The sophisticated equipment used to take pictures of these molecules is the Linac Coherent Light Source (LCLS) that’s housed at the SLAC National Accelerator Laboratory at Stanford University. As described in their paper published in the journal Nature, the behavior the researchers observed when beams of charged electrons were focused onto tiny targets, was like “a molecular black hole.” As the electrons bounce off the molecules they give away clues as to their structure and happens just before the sample is destroyed by the beam’s intense energy. This is something the researchers call “diffraction before distraction.”
During their experiments, the researchers observed something unexpected. The innermost electrons of the atoms were stripped away by the intenseness of the beam. As a result, a very strong positive charge was created which sucked in the rest of the surrounding electrons as well as stealing some from other atoms. This kind of electron stealing doesn’t usually happen in nature and is simply because the forces at work are so great. The researchers describe the process as similar to that of a black hole when it consumes a star.
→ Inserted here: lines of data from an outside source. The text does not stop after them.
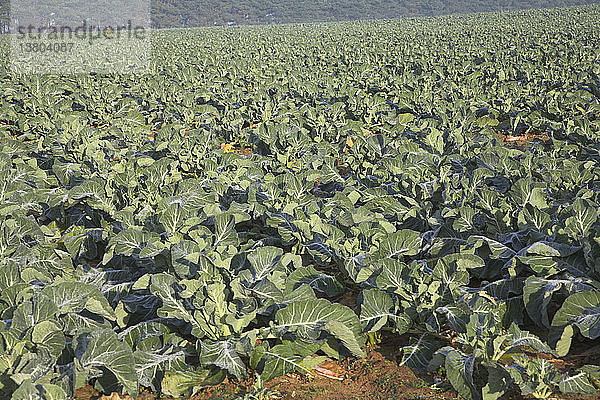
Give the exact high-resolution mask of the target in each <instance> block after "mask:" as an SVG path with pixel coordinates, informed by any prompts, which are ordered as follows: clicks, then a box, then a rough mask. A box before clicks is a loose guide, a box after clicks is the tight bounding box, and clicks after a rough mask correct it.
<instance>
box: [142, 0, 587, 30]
mask: <svg viewBox="0 0 600 400" xmlns="http://www.w3.org/2000/svg"><path fill="white" fill-rule="evenodd" d="M595 2H597V0H524V1H523V0H519V1H517V0H495V1H490V0H391V1H389V0H388V1H386V0H211V1H207V0H153V4H152V9H153V15H152V20H153V22H154V25H155V26H157V27H186V26H206V25H234V24H235V25H237V24H270V23H289V22H314V21H319V22H321V21H339V20H354V19H371V18H397V17H403V16H430V15H442V14H454V13H465V12H480V11H501V10H516V9H524V8H545V7H563V6H570V5H578V4H589V3H595Z"/></svg>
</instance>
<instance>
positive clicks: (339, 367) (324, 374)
mask: <svg viewBox="0 0 600 400" xmlns="http://www.w3.org/2000/svg"><path fill="white" fill-rule="evenodd" d="M313 371H314V372H315V373H316V374H317V375H321V376H324V377H326V378H329V379H335V380H338V381H343V380H344V375H345V373H346V371H344V369H343V368H342V367H340V366H339V365H337V364H335V363H333V362H331V361H329V360H326V361H323V362H322V363H321V364H319V365H317V366H316V367H314V368H313Z"/></svg>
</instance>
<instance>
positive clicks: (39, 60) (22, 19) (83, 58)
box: [8, 0, 152, 74]
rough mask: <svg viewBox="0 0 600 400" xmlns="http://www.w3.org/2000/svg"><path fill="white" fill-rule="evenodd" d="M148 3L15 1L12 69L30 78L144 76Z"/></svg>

“When we have really, really intense X-rays like we do there are enough X-rays that you knock out one electron and before there’s time for recombination you knock off another and then knock off another and so on and so forth,” says Sebastien Boutet, LCLS staff scientists and co-author of the study. “What that ends up doing is stripping most of the inner shells and then that very highly charged molecule unexpectedly sucked in a bunch of electrons from neighboring atoms as a consequence.”
While the molecular black hole isn’t quite the same as a cosmic black hole in terms of how it woks, the observed effect is still similar and by understanding how beams interact with molecules this tiny will help with further research and being able to fine-tune any images.